Robin Mazumder, an environmental neuroscientist who studies the psychological impacts of urban design, talked about psychological sustainability.
Psychological sustainability is mental wellbeing manifested by healthy behaviours and feelings of happiness and fulfillment _ and it’s threatened right now, not only by the isolation, fear, job loss, etc., around COVID-19, but other stressors such as politics and the U.S. election, Mazumder said.
“Then you’ve got winter and people’s perceptions of the winter time as being not a nice time of year,” he said. “I’d love to see cities putting fire pits outside, putting blankets out, keeping these pop-up bike lanes and sidewalks open and really encouraging people.”
Sidewalk snow removal will likely be a hot-button topic. Icy, snowy sidewalks will increase isolation for many.

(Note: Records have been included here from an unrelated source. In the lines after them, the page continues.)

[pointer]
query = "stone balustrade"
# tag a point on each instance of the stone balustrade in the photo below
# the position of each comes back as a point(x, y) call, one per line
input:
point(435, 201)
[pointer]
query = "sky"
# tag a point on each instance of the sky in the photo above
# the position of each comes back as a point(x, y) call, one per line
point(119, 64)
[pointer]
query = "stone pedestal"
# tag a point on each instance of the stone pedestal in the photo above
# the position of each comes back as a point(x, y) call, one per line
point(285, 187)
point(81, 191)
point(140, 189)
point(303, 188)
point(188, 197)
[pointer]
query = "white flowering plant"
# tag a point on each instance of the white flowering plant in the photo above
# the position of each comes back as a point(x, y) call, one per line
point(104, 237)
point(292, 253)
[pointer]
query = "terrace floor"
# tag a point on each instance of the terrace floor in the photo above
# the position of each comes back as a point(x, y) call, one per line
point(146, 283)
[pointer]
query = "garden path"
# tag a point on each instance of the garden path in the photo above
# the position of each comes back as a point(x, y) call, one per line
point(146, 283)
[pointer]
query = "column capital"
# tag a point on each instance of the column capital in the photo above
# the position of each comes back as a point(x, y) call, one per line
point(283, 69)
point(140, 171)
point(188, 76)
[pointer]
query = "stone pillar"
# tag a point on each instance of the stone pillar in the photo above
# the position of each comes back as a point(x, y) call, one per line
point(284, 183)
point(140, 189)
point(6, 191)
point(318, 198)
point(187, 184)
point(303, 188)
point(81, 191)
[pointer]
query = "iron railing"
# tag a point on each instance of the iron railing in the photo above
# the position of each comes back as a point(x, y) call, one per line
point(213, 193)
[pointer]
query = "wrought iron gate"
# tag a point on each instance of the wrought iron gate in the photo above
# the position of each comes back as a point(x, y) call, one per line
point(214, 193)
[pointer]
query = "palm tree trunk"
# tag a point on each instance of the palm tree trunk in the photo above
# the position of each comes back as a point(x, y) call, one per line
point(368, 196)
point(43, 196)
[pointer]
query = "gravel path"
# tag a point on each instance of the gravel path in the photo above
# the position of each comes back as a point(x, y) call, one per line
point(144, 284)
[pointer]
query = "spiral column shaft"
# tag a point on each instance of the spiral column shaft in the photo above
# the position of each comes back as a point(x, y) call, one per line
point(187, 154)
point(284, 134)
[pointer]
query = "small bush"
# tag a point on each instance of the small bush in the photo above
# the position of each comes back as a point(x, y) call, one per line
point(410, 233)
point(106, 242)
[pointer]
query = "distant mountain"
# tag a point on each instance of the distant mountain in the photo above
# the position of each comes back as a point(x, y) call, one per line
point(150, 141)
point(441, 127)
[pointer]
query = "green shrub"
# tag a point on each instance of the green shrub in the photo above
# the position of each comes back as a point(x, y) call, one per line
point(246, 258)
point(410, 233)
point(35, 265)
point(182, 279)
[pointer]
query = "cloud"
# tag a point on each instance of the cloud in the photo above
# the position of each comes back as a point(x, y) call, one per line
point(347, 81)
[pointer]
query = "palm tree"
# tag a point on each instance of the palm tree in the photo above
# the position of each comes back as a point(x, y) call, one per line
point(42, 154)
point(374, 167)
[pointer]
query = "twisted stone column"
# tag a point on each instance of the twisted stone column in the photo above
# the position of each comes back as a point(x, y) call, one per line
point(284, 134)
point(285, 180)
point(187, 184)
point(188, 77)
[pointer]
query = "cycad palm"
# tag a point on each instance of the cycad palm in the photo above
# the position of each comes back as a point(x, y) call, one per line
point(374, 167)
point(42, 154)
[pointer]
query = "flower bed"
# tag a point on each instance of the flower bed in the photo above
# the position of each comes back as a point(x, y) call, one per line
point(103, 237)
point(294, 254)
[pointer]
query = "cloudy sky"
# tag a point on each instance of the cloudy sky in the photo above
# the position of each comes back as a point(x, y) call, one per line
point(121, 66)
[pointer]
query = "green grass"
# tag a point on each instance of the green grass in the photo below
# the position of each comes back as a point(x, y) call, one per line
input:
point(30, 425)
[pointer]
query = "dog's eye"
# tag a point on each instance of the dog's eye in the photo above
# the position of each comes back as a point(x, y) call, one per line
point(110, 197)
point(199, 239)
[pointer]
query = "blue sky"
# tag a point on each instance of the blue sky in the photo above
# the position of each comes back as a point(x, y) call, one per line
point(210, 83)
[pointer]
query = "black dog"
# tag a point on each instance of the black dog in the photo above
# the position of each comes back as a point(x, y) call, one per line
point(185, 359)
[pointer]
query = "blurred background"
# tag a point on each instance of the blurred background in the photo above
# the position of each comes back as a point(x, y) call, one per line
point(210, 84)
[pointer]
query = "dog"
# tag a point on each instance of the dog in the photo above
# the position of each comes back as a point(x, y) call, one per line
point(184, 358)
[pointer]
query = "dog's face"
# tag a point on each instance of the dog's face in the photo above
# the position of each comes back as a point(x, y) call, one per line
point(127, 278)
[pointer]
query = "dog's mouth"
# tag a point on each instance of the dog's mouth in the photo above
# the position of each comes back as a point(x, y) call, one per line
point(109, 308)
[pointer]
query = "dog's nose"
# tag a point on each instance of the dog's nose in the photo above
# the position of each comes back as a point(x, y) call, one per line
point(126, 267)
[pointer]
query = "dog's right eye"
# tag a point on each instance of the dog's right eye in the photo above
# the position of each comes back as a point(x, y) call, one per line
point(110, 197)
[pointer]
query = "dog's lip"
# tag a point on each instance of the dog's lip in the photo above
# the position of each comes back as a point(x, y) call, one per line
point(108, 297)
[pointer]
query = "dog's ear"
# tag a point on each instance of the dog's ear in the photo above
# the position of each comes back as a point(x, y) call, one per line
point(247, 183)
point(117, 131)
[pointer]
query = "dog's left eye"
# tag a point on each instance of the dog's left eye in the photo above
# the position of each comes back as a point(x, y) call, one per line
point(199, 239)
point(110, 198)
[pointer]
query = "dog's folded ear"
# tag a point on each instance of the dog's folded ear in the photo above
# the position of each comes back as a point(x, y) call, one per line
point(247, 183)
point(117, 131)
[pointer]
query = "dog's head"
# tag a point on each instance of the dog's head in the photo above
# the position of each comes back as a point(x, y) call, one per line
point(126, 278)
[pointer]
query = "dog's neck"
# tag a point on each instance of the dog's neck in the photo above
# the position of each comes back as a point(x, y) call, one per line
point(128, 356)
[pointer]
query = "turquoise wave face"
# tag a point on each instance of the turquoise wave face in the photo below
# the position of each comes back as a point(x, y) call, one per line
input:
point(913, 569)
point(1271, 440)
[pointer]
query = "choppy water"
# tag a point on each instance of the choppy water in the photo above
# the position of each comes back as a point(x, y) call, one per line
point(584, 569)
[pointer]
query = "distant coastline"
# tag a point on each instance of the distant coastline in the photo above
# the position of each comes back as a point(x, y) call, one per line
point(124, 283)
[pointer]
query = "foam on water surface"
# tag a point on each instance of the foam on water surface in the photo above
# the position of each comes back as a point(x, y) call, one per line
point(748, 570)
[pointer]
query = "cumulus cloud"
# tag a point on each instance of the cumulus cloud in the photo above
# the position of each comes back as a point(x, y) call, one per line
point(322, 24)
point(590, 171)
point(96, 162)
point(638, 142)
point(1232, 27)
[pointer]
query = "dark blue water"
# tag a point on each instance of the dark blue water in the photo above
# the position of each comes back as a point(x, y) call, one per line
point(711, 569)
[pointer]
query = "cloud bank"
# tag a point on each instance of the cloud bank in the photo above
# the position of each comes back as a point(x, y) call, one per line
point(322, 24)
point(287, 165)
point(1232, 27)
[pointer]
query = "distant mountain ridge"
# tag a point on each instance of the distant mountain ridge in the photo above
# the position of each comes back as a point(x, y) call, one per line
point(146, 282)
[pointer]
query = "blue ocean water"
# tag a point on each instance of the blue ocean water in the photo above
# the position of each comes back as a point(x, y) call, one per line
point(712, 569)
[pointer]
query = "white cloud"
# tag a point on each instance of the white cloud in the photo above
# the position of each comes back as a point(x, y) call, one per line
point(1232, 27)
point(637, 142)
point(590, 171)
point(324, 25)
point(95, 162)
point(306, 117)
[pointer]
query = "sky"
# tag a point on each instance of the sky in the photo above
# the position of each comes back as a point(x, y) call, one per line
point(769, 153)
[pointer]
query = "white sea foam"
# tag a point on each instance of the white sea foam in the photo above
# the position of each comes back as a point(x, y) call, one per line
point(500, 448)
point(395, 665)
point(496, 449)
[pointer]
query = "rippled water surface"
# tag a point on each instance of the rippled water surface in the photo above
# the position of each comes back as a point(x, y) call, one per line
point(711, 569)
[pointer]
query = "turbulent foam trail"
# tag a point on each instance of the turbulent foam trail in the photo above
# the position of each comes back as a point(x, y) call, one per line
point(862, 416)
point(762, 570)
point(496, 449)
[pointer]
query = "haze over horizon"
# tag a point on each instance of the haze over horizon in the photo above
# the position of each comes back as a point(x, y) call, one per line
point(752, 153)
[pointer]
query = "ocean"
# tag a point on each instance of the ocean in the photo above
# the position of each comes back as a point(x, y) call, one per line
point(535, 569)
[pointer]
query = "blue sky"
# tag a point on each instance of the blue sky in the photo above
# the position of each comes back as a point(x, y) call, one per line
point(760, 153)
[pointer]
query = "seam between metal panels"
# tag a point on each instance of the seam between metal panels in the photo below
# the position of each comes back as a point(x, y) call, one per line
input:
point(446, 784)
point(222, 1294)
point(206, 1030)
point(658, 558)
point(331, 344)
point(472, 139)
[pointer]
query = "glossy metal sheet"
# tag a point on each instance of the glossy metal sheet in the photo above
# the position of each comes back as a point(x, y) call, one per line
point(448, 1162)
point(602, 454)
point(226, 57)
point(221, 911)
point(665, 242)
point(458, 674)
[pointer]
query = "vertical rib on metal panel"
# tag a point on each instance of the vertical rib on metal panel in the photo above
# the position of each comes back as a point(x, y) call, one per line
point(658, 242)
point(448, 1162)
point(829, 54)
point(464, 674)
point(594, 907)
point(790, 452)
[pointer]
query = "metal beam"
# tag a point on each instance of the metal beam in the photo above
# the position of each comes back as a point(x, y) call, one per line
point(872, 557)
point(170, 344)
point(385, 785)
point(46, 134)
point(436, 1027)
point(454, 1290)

“If you tell people to go outside in the winter, and then they slip and break a hip or something because the sidewalk’s not cleared, then that’s a massive disincentive,” Mazumder said.
If the early-season cross-country sales at Fresh Air Experience are an indication, many people are at least planning for outdoor activities.
Digney, the store’s owner since 2012, said many shoppers are first-time skiers.
“We’re selling ski, boot, binding, pole, the full package, sometimes to full families, twos and threes at a time,” he said.
While his store doesn’t sell snowshoes, he said “I guarantee the same phenomenon will happen.”
Bike stores had trouble keeping up with the spring and summer demand, and Digney predicted his store will sell out of cross-country equipment “just like with bikes.”
“Certainly (bikes) that we had were selling when they came in the door,” he said. “And with skis, it’s going to be the same.”